Simply put, Git is free, open-source version control software. Utilized correctly, it allows many people to work from the same code base without stepping on each others' toes or breaking the production code for everyone. Git can create "snapshots," or "commits" of your repository at a given time, and you can always refer back to those code states later. It also allows for individuals to branch off the "main" code to implement their own changes. Modifications made in these feature branches won't affect the main branch until the repository maintainer(s) decide to merge the changes into the main branch. A simple visualization of this is shown below.

Sample Github Flow

Any repository that uses Git can be stored on GitHub, a cloud-based hosting service for managing git repositories. Many of the commands we'll learn here can be performed in GitHub's graphical interface rather than on the command line, but this isn't always an option when working in a command-line environment such as those found on most high-performance compute clusters.

As for why you should care, there are several reasons:

  • Branch workflow: Git allows individuals to modify and experiment with code in a way that doesn't interfere with others. This allows for improvements to be introduced in a staged, parallel manner, ensuring overall stability of the main code base.
  • Reproducibility: Having snapshots of your code means you can always revert back to an older snapshot if something breaks. Even when nothing is broken, having a common code base for everyone to work from ensures stability and reproducibility.
  • Widely used: Both in and outside of academia, Git and GitHub are everywhere. Some physics experiments host their experiment-wide production code on GitHub. No matter your future prospects, GitHub will prove an invaluable tool for your career.

Getting Started

First, you'll need to install Git. See the instructions here for installation instructions on Mac, Linux, and Windows. To check your installation, run

git --version

from the command line. Your output should say something like

git version 2.34.1

The next step is to "clone" this repository from the remote (GitHub) to local (your machine). Click the green "Code" button in the upper-right of this page and copy the URL there. Then, from the command line, run

git clone <copied_url>

where you should replace <copied_url> with whatever was in the "Code" box. Wherever you are on your machine, Git will create a new directory with the name of this repository—csu_git_tutorial, in this case. You can then enter that directory by typing

cd csu_git_tutorial

Basic Git Commands

So, you've cloned a repository to your local machine. Now what? A good first step is to run git status, an essential Git command that summarizes the current state of your code. Assuming you haven't made any changes, the output will look something like this:

On branch main
Your branch is up to date with 'origin/main'.

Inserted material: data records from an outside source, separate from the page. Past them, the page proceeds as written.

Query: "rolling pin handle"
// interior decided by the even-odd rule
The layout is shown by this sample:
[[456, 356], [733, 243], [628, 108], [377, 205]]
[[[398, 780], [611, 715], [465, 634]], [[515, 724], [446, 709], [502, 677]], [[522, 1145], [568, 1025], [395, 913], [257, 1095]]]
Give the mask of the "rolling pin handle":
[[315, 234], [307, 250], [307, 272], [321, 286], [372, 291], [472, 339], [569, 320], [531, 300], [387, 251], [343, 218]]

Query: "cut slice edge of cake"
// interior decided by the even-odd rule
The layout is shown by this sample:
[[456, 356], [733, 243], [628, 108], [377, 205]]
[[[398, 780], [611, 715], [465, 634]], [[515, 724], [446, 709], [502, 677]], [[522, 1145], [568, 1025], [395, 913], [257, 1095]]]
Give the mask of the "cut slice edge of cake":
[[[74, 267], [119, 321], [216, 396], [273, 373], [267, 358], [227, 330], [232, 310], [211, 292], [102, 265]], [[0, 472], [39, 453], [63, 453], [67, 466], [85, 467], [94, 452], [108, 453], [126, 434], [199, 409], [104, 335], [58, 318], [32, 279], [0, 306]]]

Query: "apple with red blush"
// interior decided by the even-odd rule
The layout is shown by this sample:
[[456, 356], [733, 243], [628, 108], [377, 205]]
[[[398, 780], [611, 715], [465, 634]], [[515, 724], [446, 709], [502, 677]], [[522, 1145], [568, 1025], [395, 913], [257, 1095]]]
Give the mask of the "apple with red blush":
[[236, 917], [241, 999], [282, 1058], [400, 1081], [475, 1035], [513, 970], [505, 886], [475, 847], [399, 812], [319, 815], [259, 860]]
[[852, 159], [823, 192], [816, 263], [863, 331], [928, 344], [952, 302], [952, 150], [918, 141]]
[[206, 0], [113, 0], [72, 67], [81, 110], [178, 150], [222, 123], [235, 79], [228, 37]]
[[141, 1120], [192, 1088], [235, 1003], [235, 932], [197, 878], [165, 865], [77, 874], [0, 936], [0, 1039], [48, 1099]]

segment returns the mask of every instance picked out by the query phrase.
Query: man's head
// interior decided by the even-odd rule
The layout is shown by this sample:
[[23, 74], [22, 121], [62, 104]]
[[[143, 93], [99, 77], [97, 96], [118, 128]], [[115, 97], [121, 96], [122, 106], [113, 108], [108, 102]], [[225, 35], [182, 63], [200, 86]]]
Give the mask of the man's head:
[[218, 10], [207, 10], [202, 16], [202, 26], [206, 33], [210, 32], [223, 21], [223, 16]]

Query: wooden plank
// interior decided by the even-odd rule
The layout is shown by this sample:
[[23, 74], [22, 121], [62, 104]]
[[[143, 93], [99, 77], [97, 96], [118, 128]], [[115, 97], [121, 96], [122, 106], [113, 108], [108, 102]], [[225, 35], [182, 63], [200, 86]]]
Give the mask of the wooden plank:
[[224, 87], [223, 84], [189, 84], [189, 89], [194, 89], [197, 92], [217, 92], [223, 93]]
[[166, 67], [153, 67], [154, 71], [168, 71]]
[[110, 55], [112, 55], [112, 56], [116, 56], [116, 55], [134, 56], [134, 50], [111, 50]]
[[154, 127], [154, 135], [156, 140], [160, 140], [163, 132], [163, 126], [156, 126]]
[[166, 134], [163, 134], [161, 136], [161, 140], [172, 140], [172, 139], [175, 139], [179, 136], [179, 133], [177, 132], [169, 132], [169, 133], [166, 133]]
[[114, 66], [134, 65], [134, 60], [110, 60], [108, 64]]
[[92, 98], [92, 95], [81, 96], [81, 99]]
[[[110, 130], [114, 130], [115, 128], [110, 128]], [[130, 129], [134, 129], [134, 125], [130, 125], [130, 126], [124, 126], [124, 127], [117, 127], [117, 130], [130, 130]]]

nothing to commit, working tree clean

Since we haven't made any changes to the code yet, there isn't much to see. Importantly, the first line tells you which branch you're on. When you first clone a repsoitory, you'll usually be in the main branch by default. Before you start making changes, it's good practice to create a new branch and make your changes there. First, let's look at what branches are already available using git branch --list:

* main

Naturally, there's only one branch, main. The * indicates which branch you're currently on. Now, let's create a new branch where we can start making changes. To create a new branch on Git, simply run

git switch -c my_new_branch

where my_new_branch can be any name you want. You should see something like Switched to a new branch 'my_new_branch' output to the command line. As the name implies, git switch is used for switching between branches. Passing the -c flag creates a new branch and then switches to it. (Note: git switch has replaced the older git checkout command. If you see older documentation refer to git checkout, just know that the two are functionally the same, but git switch has more intuitive syntax and is now the preferred method.) Now, if we run git status again:

On branch my_new_branch
nothing to commit, working tree clean

and git branch:

  main
* my_new_branch

We see that we've successfully created and switched to my_new_branch.

Modifying the Code

Next, let's see what happens when we modify a file. Open up text_file.txt in your favorite text editor and you'll see that it contains a single line of text:

Here's some text. When you pull this repository, this is how the file will appear by default.

Let's add a second line with some arbitrary text:

Here's some text. When you pull this repository, this is how the file will appear by default.
Here's a new line.

Now, if we run git status we'll see that Git has detected a change to this file:

On branch my_new_branch
Changes not staged for commit:
  (use "git add <file>..." to update what will be committed)
  (use "git restore <file>..." to discard changes in working directory)
        modified:   text_file.txt

no changes added to commit (use "git add" and/or "git commit -a")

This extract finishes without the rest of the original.